Enver Paşa, Rusları gafil avlamak, onların haberi olmadan darbe indirmek niyetindedir. Böylece Ruslar geri çekilme fırsatını elde edemeden imha olup teslim alınacak, bu da savaşta ittifakın ve dolayısıyla Türklerin hanesine zafer olarak kaydolacaktır. Ancak Ruslar, harekâttan haberdar olur ve gerekli hazırlıkları yaparak savunma ve taarruz planına geçerler. Nedim Gündaş, bu durumu şöyle nakleder:
“Ruslar, bu harekâttan haberdar olur ve Karakurut Nahiyesinde bulunan kuvvetlerini gece Sarıkamış’a çeker. Sarıkamış’ta oluşturdukları muazzam askerî kışlaların pencerelerine ağır makineli silahlarını kurup beklemeye başlarlar. Bunlardan habersiz olan Türk askeri, iki yüz metre sonra ormandan çıkar çıkmaz Rus askeri, makineli tüfeklerle ateşe başlar. Türk askeri, ilerleme imkânını bulamaz. Zaten önemli bir kısmı da donar. Doksan bin askerimiz, Allahuekber ve Soğanlı Dağları’nda şehit olup gider.”
Rus birlikleri, Türk askerinin mühimmat ve lojistik durumundan yeterince haberdar olmadıkları için kendilerince tedbir alırlar. Onların en fazla korktuğu Türk toplarıdır. Bu yüzden Sarıkamış’ı bir sığınma mekânı olarak görürler. Nedim Gündaş, hatıralarında bu hususa şöyle temas eder:
“Rus generalleri, ‘Akmezar Dağı’nda Türk’ün topları varsa, Sarıkamış’tan hiç çıkmayalım.’ düşüncesindedirler. Rus öncü birlikleri, Türklerin ellerinde topunun olmadığını bildirince Rus orduları Erzincan Refahiye’ye kadar ilerliyor.” Akmezar Dağı, Soğanlı Dağları’nın güneybatısına doğru yükselmiştir. Yavuz Sultan Selim, Şah İsmail Seferi’nden gelirken ordusu Soğanlı’da on beş gün dinlenmiş, Yavuz’un dinlendiği bu bölgenin adı günümüzde Hünkâr Düzü olarak kalmış. Burada bulunan pınarın adı da Padişah Pınarı olarak anılmıştır.”
Bahsedilen hatıralar ve bunların arka planında yer alan tarihsel süreç, dönemin vesikalarında bir şekilde yer almakta ve nakledilmektedir.

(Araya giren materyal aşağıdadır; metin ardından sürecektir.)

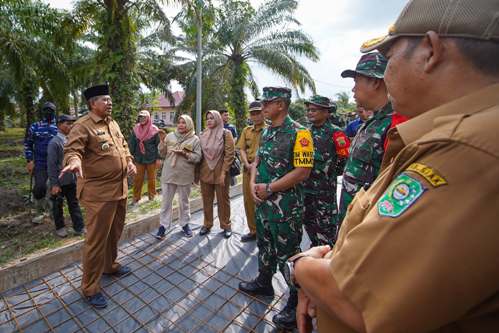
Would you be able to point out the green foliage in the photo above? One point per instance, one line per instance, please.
(241, 36)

Burada bahsi geçen hatıralar ise, meselenin içinde doğrudan yer alan ve dönemin şahitlerinin naklettikleri olduğu için kıymetlidir. Onlar, bu şühedanın mekânında doğup büyümekten ötürü her zaman gururlu hissetmişler ve onlara layık olmak için de ömürlerini vakfetmişlerdir.